The NAR reports Existing-Home Sales Increase 0.8% in May

Six Key Highlights

  • Existing-home sales rose 0.8 percent in May to a seasonally adjusted annual rate of 4.03 million.
  • Sales are down 0.7 percent from one year ago.
  • The median existing-home sales price climbed 1.3 percent from May 2024 to $422,800, an all-time high for the month of May and the 23st consecutive month of year-over-year price increases.
  • The inventory of unsold existing homes jumped 6.2 percent from the previous month to 1.54 million at the end of May
  • Supply is 4.6 months at the current monthly sales pace.
  • Sales are down 36.4 percent from the cycle high of 6.34 million in January of 2022.

NAR Chief Economist, Lawrence Yun, notes “”The relatively subdued sales are largely due to persistently high mortgage rates. Lower interest rates will attract more buyers and sellers to the housing market. Increasing participation in the housing market will increase the mobility of the workforce and drive economic growth. If mortgage rates decrease in the second half of this year, expect home sales across the country to increase due to strong income growth, healthy inventory, and a record-high number of jobs.”

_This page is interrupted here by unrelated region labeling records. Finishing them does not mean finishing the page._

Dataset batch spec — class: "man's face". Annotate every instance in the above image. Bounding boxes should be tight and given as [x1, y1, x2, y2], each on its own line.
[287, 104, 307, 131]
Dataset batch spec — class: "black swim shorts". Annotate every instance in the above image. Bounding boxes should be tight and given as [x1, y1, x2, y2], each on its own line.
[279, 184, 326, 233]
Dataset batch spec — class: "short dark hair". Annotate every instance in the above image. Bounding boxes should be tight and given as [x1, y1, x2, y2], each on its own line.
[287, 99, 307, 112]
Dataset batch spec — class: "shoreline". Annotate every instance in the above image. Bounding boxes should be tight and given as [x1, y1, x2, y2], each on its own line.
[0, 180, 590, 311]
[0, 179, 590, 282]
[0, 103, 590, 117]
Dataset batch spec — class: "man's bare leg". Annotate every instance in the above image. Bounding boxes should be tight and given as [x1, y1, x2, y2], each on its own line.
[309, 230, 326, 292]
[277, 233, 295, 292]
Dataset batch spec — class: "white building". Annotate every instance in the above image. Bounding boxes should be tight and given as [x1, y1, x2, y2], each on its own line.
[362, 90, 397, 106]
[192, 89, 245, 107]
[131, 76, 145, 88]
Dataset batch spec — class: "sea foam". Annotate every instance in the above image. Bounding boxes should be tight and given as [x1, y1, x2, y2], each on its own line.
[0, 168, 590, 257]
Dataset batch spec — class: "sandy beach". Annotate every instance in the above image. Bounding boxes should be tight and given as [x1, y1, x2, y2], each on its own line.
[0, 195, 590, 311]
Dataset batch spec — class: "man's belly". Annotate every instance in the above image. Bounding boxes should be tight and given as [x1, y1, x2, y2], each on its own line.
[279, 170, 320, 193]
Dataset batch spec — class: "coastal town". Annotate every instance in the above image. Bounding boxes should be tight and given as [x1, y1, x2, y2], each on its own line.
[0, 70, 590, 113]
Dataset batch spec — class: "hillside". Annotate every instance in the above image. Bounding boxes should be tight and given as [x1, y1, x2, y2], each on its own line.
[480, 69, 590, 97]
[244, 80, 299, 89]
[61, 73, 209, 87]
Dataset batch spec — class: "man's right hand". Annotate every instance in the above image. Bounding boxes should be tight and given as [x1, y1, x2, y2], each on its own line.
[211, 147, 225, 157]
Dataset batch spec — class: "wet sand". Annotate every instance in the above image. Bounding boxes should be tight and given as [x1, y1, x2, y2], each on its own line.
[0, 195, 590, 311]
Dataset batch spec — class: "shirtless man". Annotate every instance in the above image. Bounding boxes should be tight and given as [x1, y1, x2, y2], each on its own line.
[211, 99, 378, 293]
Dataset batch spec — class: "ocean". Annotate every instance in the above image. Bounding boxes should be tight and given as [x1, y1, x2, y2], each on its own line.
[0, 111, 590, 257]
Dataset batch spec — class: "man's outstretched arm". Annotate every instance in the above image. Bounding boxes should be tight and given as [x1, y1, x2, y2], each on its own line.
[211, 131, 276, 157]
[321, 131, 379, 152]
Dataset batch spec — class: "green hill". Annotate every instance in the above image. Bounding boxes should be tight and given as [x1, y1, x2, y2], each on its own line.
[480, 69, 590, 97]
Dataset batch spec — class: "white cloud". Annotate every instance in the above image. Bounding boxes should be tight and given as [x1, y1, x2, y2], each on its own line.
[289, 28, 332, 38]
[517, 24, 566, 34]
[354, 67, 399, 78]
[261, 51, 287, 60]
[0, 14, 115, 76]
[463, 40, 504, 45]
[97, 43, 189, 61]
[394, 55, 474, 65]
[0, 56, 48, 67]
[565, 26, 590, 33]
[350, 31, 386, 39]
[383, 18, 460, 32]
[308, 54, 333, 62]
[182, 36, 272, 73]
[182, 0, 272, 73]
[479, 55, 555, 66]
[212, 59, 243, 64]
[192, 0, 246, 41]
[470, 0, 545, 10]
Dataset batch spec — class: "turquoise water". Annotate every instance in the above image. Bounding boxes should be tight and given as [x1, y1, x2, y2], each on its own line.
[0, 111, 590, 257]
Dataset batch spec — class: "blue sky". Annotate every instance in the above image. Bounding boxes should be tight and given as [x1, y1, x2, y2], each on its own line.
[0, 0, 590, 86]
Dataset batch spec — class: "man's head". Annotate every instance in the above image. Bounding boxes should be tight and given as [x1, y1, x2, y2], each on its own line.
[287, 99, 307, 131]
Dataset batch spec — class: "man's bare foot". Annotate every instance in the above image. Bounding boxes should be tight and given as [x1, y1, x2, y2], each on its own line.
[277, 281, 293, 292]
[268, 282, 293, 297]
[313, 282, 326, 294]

These cheerleaders never discuss recession.

Factor in mortgage rates near 7 percent, a slowing economy, and massive tariff uncertainty. Housing is going nowhere until prices collapse and mortgage rates come down.

Yun cannot say that, so he sings the same happy tune for years.

The best thing the NAR has going for it is rising inventory that will eventually pressure prices. But homes are light years away from being affordable.

Existing-Home Sales Percent Change from Month Ago

Existing-Home Sales Percent Change from Year Ago

Year-over-year comparisons are now pretty easy so we may see more meanderings above the zero line if sales hold at these levels and especially if they advance.

Existing-Home Sales Supply

Data that is allegedly seasonally adjusted sure does not look like it.

Regardless inventory is building and that will eventually pressure prices and likely is already.

Median sales price is not the best metric. Case-Shiller home prices, a measure of repeat sales over time, is the best measure but it lags by about 4 months. Case-Shiller reports tomorrow.